Multitasking is task-switching in disguise — and it's costly.
The short version.
What looks like multitasking is actually fast switching between tasks, and each switch has a cost in time, accuracy, and depth. Teens who study while texting and watching take longer and learn less, even though it feels productive and pleasant. It feels productive and pleasant precisely because the switching delivers little hits of novelty — but the work suffers.
What researchers actually find.
- The brain can't perform two attention-demanding tasks simultaneously; it switches.
- Switching costs add up to slower work and shallower learning.
- Heavy media multitaskers tend to be more distractible overall.
- Heavy media-multitaskers tend to be more distractible even when they're not multitasking.
You might recognize this.
- Homework alongside a phone, video, and chat — and taking forever.
- Believing they focus fine while clearly switching constantly.
- Better, faster work in a single-task, phone-away setting.
- Homework that drags on for hours alongside a phone, a video, and a group chat.
How to help.
- Create single-task study windows with the phone in another room.

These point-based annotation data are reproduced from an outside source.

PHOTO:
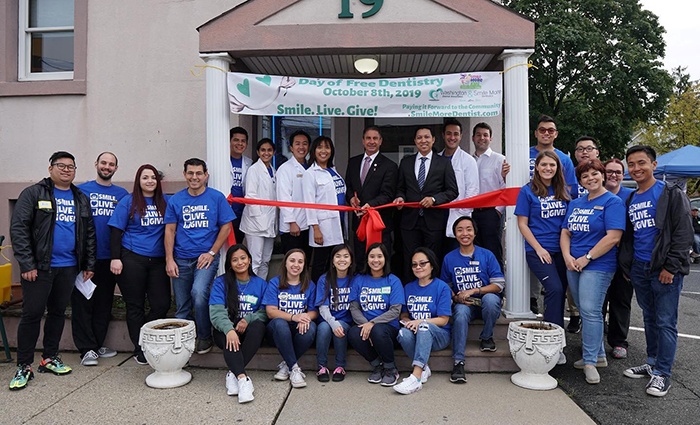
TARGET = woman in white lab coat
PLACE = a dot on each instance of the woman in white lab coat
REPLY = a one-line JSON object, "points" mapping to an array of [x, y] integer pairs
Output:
{"points": [[322, 184], [259, 222]]}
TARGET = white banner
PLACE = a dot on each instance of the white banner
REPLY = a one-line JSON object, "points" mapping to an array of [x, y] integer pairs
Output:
{"points": [[471, 94]]}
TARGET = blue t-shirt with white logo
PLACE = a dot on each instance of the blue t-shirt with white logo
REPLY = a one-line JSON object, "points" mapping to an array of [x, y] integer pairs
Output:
{"points": [[376, 294], [589, 221], [142, 235], [103, 202], [198, 220], [290, 300], [63, 253], [426, 302], [642, 214], [545, 216], [325, 296]]}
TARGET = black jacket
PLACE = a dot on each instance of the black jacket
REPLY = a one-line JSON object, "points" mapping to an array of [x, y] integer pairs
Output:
{"points": [[674, 240], [32, 228]]}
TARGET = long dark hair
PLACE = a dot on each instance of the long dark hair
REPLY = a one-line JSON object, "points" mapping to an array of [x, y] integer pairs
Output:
{"points": [[231, 281], [138, 201], [332, 275], [303, 277]]}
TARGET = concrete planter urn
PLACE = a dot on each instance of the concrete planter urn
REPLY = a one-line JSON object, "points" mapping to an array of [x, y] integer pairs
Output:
{"points": [[535, 351], [168, 345]]}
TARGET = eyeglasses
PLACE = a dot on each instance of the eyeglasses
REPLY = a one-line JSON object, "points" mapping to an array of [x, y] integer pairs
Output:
{"points": [[420, 264], [64, 167]]}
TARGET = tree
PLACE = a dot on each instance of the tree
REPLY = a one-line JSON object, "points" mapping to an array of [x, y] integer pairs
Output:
{"points": [[599, 69]]}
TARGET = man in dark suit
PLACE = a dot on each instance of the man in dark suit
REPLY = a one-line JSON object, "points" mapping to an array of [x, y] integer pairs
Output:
{"points": [[371, 181], [429, 179]]}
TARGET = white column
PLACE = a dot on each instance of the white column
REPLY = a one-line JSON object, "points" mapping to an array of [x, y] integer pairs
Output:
{"points": [[516, 116]]}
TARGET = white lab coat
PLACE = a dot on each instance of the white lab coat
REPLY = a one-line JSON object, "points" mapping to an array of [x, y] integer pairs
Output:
{"points": [[259, 220], [319, 188], [289, 189], [467, 175]]}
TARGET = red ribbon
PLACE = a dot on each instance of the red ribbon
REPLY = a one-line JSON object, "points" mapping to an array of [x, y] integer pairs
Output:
{"points": [[371, 224]]}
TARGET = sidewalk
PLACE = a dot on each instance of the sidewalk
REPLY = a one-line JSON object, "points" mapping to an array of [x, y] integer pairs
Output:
{"points": [[115, 392]]}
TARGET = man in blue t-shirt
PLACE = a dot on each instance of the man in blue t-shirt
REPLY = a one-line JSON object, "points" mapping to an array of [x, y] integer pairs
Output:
{"points": [[53, 239], [197, 223], [477, 283], [654, 253], [91, 316]]}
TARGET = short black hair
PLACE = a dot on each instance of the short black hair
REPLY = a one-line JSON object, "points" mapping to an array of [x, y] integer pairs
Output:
{"points": [[195, 162]]}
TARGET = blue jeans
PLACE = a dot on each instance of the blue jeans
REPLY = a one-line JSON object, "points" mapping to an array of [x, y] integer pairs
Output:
{"points": [[588, 288], [324, 334], [489, 311], [659, 303], [419, 345], [289, 342], [192, 289]]}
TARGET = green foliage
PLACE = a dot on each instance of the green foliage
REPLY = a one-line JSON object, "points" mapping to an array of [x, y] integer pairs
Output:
{"points": [[599, 69]]}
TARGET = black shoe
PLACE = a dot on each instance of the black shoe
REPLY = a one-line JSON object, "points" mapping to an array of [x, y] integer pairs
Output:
{"points": [[574, 326], [458, 376]]}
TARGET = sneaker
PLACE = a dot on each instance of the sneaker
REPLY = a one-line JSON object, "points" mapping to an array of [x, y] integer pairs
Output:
{"points": [[22, 377], [231, 384], [600, 362], [245, 392], [204, 346], [283, 372], [458, 376], [338, 374], [54, 365], [376, 376], [619, 353], [409, 385], [574, 325], [89, 359], [425, 374], [390, 377], [643, 371], [487, 345], [106, 352], [658, 385], [297, 378]]}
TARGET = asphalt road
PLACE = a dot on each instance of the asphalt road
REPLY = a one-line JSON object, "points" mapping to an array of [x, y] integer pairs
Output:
{"points": [[620, 400]]}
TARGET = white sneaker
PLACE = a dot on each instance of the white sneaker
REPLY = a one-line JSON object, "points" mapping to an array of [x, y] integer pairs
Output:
{"points": [[425, 374], [283, 372], [297, 377], [231, 384], [408, 386], [246, 390]]}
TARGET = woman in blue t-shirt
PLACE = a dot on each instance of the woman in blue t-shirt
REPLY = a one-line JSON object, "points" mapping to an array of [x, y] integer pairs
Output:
{"points": [[333, 302], [290, 302], [589, 237], [425, 318], [540, 208], [376, 298], [138, 253], [238, 319]]}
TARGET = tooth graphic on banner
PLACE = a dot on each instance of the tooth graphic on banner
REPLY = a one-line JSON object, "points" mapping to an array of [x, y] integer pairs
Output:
{"points": [[257, 93]]}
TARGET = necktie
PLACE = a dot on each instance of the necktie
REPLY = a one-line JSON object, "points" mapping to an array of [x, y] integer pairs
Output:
{"points": [[365, 169]]}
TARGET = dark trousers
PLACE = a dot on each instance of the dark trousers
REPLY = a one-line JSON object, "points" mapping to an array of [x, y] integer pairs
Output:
{"points": [[143, 278], [619, 306], [490, 231], [91, 317], [380, 344], [250, 342], [50, 292]]}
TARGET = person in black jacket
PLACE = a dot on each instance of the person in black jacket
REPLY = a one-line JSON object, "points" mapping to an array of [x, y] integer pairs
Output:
{"points": [[53, 238]]}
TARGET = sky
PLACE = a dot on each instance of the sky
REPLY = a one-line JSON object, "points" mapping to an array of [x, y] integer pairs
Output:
{"points": [[679, 18]]}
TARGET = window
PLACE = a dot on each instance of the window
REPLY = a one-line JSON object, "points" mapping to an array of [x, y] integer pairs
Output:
{"points": [[46, 40]]}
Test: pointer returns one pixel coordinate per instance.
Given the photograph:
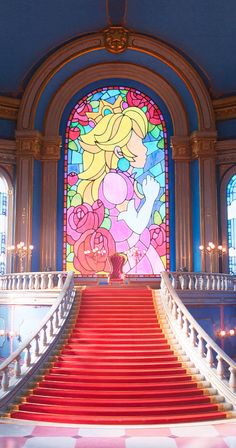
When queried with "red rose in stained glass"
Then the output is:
(158, 238)
(72, 178)
(80, 114)
(83, 217)
(74, 133)
(153, 114)
(136, 99)
(92, 251)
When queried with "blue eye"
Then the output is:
(107, 111)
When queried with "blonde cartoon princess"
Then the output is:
(111, 150)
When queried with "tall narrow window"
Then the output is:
(231, 223)
(3, 223)
(116, 184)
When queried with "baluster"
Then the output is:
(17, 367)
(57, 318)
(180, 318)
(220, 367)
(37, 337)
(193, 335)
(31, 282)
(36, 282)
(43, 281)
(60, 281)
(24, 285)
(28, 356)
(45, 335)
(209, 355)
(51, 326)
(191, 281)
(232, 378)
(5, 379)
(50, 281)
(14, 281)
(185, 326)
(201, 346)
(174, 311)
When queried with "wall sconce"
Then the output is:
(21, 251)
(211, 249)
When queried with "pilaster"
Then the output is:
(50, 155)
(204, 149)
(181, 154)
(28, 147)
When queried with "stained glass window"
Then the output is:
(231, 223)
(116, 184)
(3, 223)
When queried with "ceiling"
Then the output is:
(203, 30)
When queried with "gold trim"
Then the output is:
(7, 151)
(9, 107)
(225, 108)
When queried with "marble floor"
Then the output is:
(203, 435)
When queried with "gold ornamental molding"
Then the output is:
(7, 151)
(226, 151)
(225, 108)
(135, 42)
(118, 70)
(116, 39)
(203, 144)
(181, 148)
(9, 107)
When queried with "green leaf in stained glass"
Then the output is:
(155, 132)
(157, 218)
(70, 257)
(72, 145)
(161, 144)
(163, 198)
(76, 200)
(106, 224)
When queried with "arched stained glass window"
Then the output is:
(3, 223)
(231, 223)
(116, 184)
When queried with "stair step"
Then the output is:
(119, 410)
(129, 394)
(124, 420)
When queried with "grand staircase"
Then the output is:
(118, 367)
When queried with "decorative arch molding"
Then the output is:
(118, 70)
(137, 42)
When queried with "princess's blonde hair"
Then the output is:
(113, 130)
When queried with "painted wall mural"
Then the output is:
(116, 184)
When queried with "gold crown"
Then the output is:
(106, 108)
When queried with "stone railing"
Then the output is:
(32, 280)
(203, 281)
(19, 367)
(208, 357)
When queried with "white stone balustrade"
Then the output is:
(203, 281)
(32, 280)
(207, 356)
(19, 364)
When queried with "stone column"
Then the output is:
(28, 147)
(50, 156)
(181, 154)
(204, 149)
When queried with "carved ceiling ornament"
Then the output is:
(116, 39)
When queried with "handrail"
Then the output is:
(47, 331)
(32, 280)
(203, 281)
(210, 358)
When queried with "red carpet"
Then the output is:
(117, 368)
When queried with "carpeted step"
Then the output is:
(111, 420)
(117, 367)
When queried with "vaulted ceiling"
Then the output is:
(203, 30)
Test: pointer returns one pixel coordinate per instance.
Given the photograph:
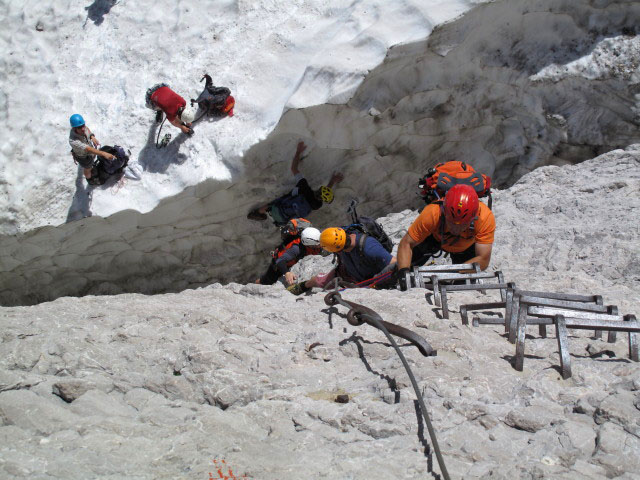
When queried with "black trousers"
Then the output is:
(430, 248)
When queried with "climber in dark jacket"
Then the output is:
(301, 201)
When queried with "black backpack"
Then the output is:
(104, 169)
(370, 228)
(212, 99)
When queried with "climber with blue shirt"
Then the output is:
(361, 258)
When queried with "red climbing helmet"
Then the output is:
(461, 205)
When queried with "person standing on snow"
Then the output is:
(84, 145)
(161, 98)
(288, 254)
(301, 201)
(360, 258)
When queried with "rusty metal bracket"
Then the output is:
(359, 314)
(505, 289)
(420, 276)
(573, 313)
(588, 303)
(469, 278)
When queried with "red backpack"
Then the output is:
(434, 185)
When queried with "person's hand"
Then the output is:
(290, 278)
(401, 278)
(337, 177)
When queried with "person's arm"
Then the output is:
(295, 163)
(483, 255)
(309, 195)
(100, 153)
(336, 177)
(292, 253)
(378, 255)
(176, 122)
(405, 251)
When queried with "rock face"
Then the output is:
(508, 87)
(252, 380)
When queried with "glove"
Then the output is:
(402, 279)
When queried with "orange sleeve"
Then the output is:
(426, 223)
(485, 226)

- Show, don't tell: time a focused session vs. a multitasking one.
- Normalize that everyone — including you — focuses worse while switching.
- Prove it with a stopwatch: time one focused session against one multitasking session and compare.
This is a plain-words summary of well-established psychology — a map, not a diagnosis. If your teen is struggling in a way that worries you, a pediatrician or licensed mental-health professional is the right next step. In crisis: call or text 988 (Suicide & Crisis Lifeline, 24/7) · text HOME to 741741 · call 911 for immediate danger.